Она не стала отвечать на колкость.
— Вы угадали, — продолжала она, — в последнем письме, которого вы не получили, я писала о смерти полковника Сейзера. Это было год назад. И я писала, что, если вы не приедете ко мне, я приеду сюда, к вам. Я не раз обещала приехать — и вот приехала.
— Какие обещания?
— А в прежних письмах?
— Да, вы обещали, но ведь я не просил обещаний и не отвечал на них, — они были односторонними. Так что я не знаю ничего об этих обещаниях. Но мне известно другое обещание, которое, может быть, и вы припоминаете. Это было очень давно. — Он уронил топорище на пол и поднял голову. — Очень, очень давно, но я все прекрасно помню — день, час, каждую мелочь. Мы с вами были в саду, полном цветущих роз, в саду вашей матушки. Все вокруг распускалось, цвело, и у нас в сердце тоже была весна. Я обнял вас — это случилось впервые — и поцеловал в губы. Вы не припоминаете?
— Не надо, Дэйв, не говорите! Я помню все, и мне так стыдно! Сколько я плакала потом! Знали бы вы, как я страдала...
— Тогда вы обещали мне — да, и еще тысячу раз повторили это в те чудесные дни... Каждый ваш взгляд, каждое прикосновение руки, каждое слово, которое слетало с ваших уст, — все было обещанием. А потом — как бы это сказать? — потом появился другой. Он был стар, годился вам в отцы, и притом далеко не красавец, но, как говорится, порядочный человек. Он не совершал ничего дурного, не нарушал буквы закона и был вполне респектабелен, а кстати, у него была и кое-какая собственность: несколько жалких рудников — десятка два, но это, конечно, неважно; и еще он владел кое-какой землей, и занимался деловыми операциями, и стриг купоны. Он...
— Но ведь было и другое, — прервала она. — Я вам говорила. Меня заставили... денежные обстоятельства... нужда... мои родные... неприятности. Вы же знали, как все отвратительно сложилось. Я ничего не могла поделать. Я не хотела этого. Меня принесли в жертву или я сама себя принесла в жертву, — назовите это, как хотите. Но боже мой, Дэйв, я должна была отказаться от вас! Вы несправедливы ко мне. Подумайте, что мне пришлось пережить.
— Вы не хотели? Вас заставили? Нет на земле такой силы, которая могла бы вас заставить, которая могла бы толкнуть вас в постель того или иного мужчины.
— Но я все время любила вас, — защищалась она.
— Я не умел измерять любовь вашими мерками. Я до сих пор не умею. Они мне не понятны.
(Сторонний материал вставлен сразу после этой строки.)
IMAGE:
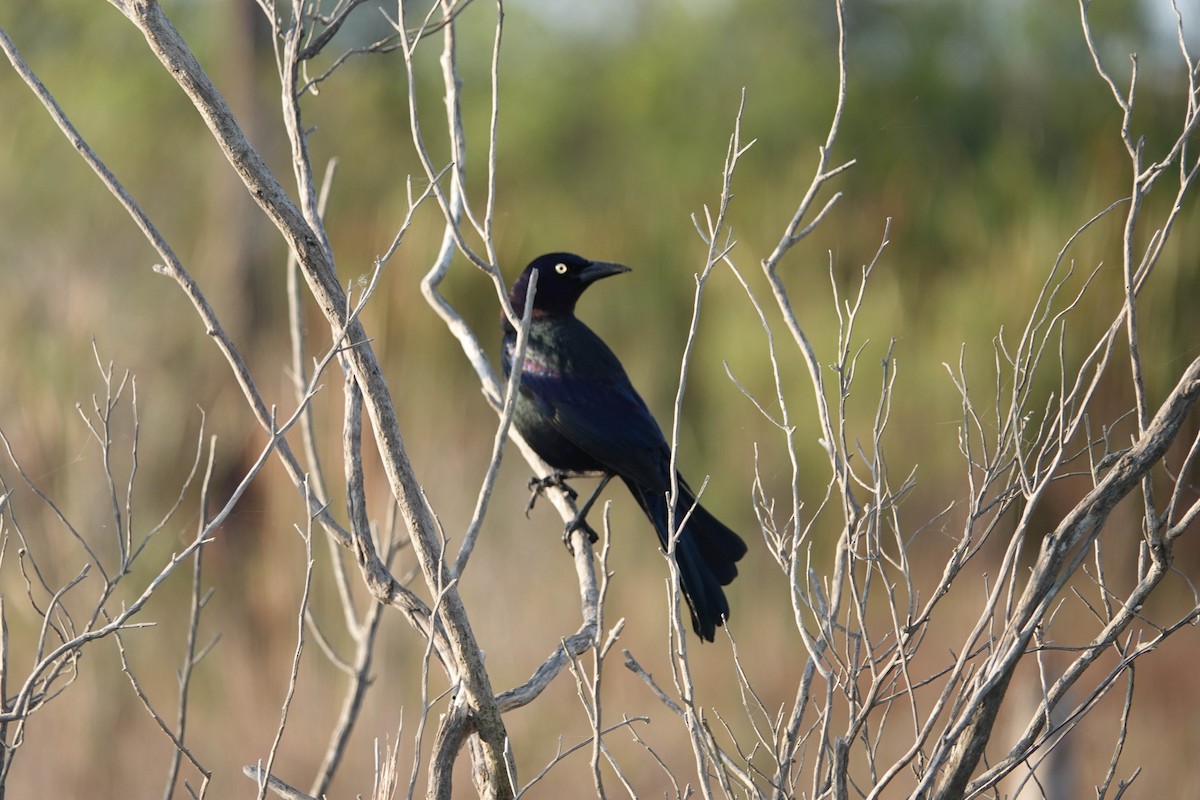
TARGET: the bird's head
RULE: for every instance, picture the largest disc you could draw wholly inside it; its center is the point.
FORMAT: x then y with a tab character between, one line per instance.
562	278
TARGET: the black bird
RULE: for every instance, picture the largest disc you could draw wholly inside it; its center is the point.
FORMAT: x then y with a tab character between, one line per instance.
579	411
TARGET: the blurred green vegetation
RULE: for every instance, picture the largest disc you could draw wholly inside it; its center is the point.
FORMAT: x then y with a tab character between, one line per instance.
981	130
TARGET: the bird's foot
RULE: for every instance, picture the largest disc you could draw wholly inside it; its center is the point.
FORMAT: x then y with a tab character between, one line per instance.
579	523
539	485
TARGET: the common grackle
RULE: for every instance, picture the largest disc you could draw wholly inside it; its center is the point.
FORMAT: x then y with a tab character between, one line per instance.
579	411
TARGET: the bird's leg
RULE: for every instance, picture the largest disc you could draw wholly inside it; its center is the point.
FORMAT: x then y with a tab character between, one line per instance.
555	480
580	521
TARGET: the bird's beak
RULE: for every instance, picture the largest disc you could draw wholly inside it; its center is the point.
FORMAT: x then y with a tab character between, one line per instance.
597	270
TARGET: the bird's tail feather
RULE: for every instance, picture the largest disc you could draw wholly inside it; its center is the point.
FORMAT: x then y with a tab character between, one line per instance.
706	551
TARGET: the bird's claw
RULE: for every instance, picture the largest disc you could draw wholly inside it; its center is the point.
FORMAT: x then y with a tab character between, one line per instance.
539	485
579	523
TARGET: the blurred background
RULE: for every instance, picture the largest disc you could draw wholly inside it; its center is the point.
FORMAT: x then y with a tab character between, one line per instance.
981	130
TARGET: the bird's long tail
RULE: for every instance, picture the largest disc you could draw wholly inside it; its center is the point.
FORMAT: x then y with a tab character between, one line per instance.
707	553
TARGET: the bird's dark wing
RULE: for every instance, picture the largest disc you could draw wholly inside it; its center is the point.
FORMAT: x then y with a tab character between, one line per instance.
609	421
593	405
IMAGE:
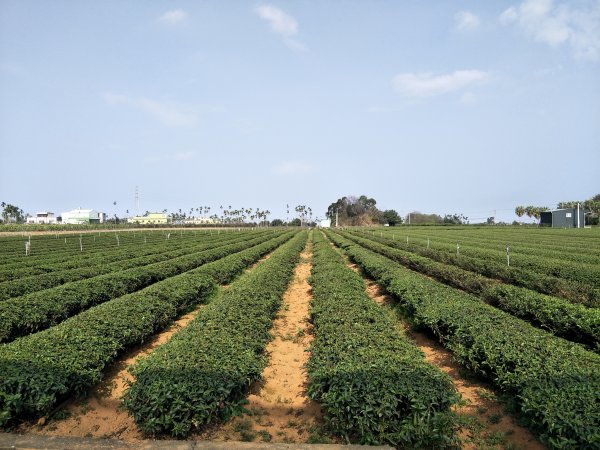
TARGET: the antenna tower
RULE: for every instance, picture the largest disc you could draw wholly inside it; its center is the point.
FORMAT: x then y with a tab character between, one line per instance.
137	201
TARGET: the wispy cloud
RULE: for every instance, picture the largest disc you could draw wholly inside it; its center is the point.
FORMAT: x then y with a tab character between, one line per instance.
466	21
13	69
293	168
169	157
173	17
421	85
375	109
559	24
281	24
166	113
468	98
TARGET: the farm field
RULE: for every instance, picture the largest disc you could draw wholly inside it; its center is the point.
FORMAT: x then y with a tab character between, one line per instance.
412	337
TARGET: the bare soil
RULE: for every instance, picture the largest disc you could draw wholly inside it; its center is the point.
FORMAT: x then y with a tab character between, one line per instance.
484	422
101	415
279	408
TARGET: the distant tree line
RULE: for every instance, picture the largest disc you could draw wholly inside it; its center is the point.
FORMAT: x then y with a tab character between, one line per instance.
12	213
360	211
591	207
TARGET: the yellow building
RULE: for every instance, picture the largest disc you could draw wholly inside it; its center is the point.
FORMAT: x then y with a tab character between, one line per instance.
150	218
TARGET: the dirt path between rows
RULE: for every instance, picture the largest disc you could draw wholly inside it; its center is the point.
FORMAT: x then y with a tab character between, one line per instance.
279	408
101	415
484	421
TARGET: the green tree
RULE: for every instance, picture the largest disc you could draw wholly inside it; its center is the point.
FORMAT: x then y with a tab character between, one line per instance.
520	211
12	213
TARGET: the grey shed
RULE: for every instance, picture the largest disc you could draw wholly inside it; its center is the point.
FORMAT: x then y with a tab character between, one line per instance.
563	218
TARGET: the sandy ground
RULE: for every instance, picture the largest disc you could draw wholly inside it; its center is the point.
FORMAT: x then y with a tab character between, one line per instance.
100	415
279	408
484	421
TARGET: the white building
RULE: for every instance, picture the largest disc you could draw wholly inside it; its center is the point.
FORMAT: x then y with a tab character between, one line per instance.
42	217
325	223
202	221
81	216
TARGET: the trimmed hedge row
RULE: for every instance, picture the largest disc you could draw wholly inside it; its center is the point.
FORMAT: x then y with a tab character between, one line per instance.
555	383
373	384
38	371
99	265
562	318
45	260
204	371
39	310
546	283
521	244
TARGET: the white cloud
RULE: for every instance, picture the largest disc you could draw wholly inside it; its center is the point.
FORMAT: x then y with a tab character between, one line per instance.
293	168
166	113
466	21
378	109
559	24
170	157
468	98
281	24
423	85
174	17
13	69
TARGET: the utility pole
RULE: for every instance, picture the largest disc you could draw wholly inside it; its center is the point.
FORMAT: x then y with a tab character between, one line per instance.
137	201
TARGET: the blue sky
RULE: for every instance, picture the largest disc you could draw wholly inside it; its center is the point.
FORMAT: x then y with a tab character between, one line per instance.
444	107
— Но ведь это было тогда. А теперь...
— Мы с вами говорили о человеке, которого вы сочли подходящим мужем для себя. Что это был за человек? Чем он очаровал вас? Какие неотразимые достоинства вы в нем нашли? Правда, это был золотой мешок, всемогущий золотой мешок. Он знал цену деньгам. Великий мастер наживать сто на сто. Он не блистал умом, но превосходно разбирался во всяких подлостях, при помощи которых можно перекачивать чужие деньги в свой карман. И закон смотрел на это сквозь пальцы. За такие дела не судят, и наша христианская мораль одобряет их. В глазах общества он не был дурным человеком. Но в ваших глазах, Карен, и в моих — в наших глазах, когда мы встречались в розовом саду, что он был такое?
— Вы забываете, что он умер.
— Это ничего не меняет. Что он был?. Огромное, толстое, грубое животное, глухое к песне, слепое к красоте, лишенное души. Он ожирел от лени, обрюзг, и толстый живот выдавал его обжорство.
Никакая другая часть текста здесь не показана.